Galium aparine is commonly known as Cleavers, but may also be known as clivers, goosegrass. stickywillie, catchweed, hedgeburs and gripgrass. Cleavers is a common weed found in hedgerows, fields and waste lands. It is a scrambling annual which can reach a height of 1.2m ans spread of 3m. It has whorls of 6-9 elliptic cleaves.
The generic name (Galium) is derived from gala which is Greek for 'milk' and the species name 'aparine' comes from the Greek word apara meaning 'to seize'; cleavers is able to curdle milk and the hooked bristles which cover the plant allow it to cling on to things.
The young leaves and stems can be eaten as a cooked vegetable and can be added to soups. Harvest the aerial parts in late spring or early summer before the plant becomes too fibrous and before the hard, round seeds appear.
Cleavers was traditionally used in the treatment of obesity - Culpeper writes 'It is familiarly taken in broth to keep them lean and lank, that we apt to grow' and 'It is a good remedy in Spring, eaten (being first chopped small, and boiled well) in water-gruel, to cleanse the blood, and strengthen the liver, thereby to keep the body in good health, and fitting it for that change of season that is coming'.
Also traditionally used in the treatment of cancer.

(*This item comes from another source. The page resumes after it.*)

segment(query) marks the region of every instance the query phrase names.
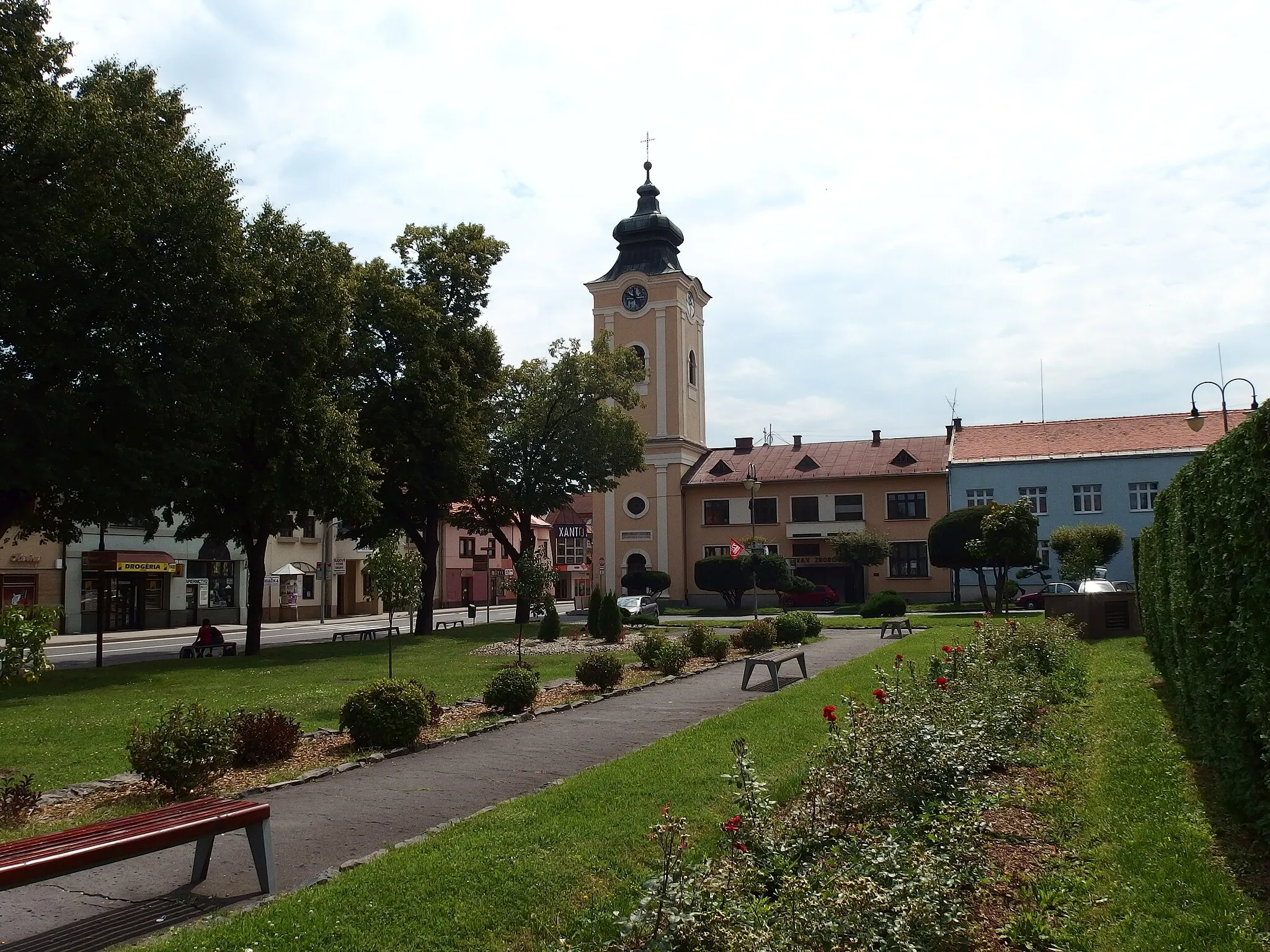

Cleavers is a valuable plant in herbal medicine. and is one of my favourite cleansing remedies. The plant is a lymphatic, meaning that it supports the lymphatic system which helps to detoxify the body, and is a diuretic. It is an excellent remedy for swollen lymph glands and is given alongside other herbs for the treatment of tonsillitis, glandular fever and recurrent throat infections. Cleavers is also used in the treatment of eczema psoriasis and seborrhoea.
Combines with Althea officinalis, Arctostaphylos uva-ursi, Borosma betulina and Zea mays for urinary tract infections (though a medical herbalist should be consulted rather than self-prescribing to ensure that any infection has not spread to the kidneys).
Combines well with Calendula and Echinacea for lymphatic problems
To make a Spring Cleansing Tea:
The plant can be used fresh or dried. Gather approx 1 handful of the young plant (stalks and leaves) and place in a teapot of boiling water. Leave to infuse for 5-10 minutes, then serve using a tea strainer. Drink up to 3 cups daily Note dose is for adults.
To make a cold infusion:
Gather a handful of cleavers and place in a pan or bowl. Add cold water so that you are covering the plant material and cover the pan with a lid or cloth. Strain and drink 1 cup a day
NOTE: Galium is a diuretic therefore caution should be exercised in people with diabetes.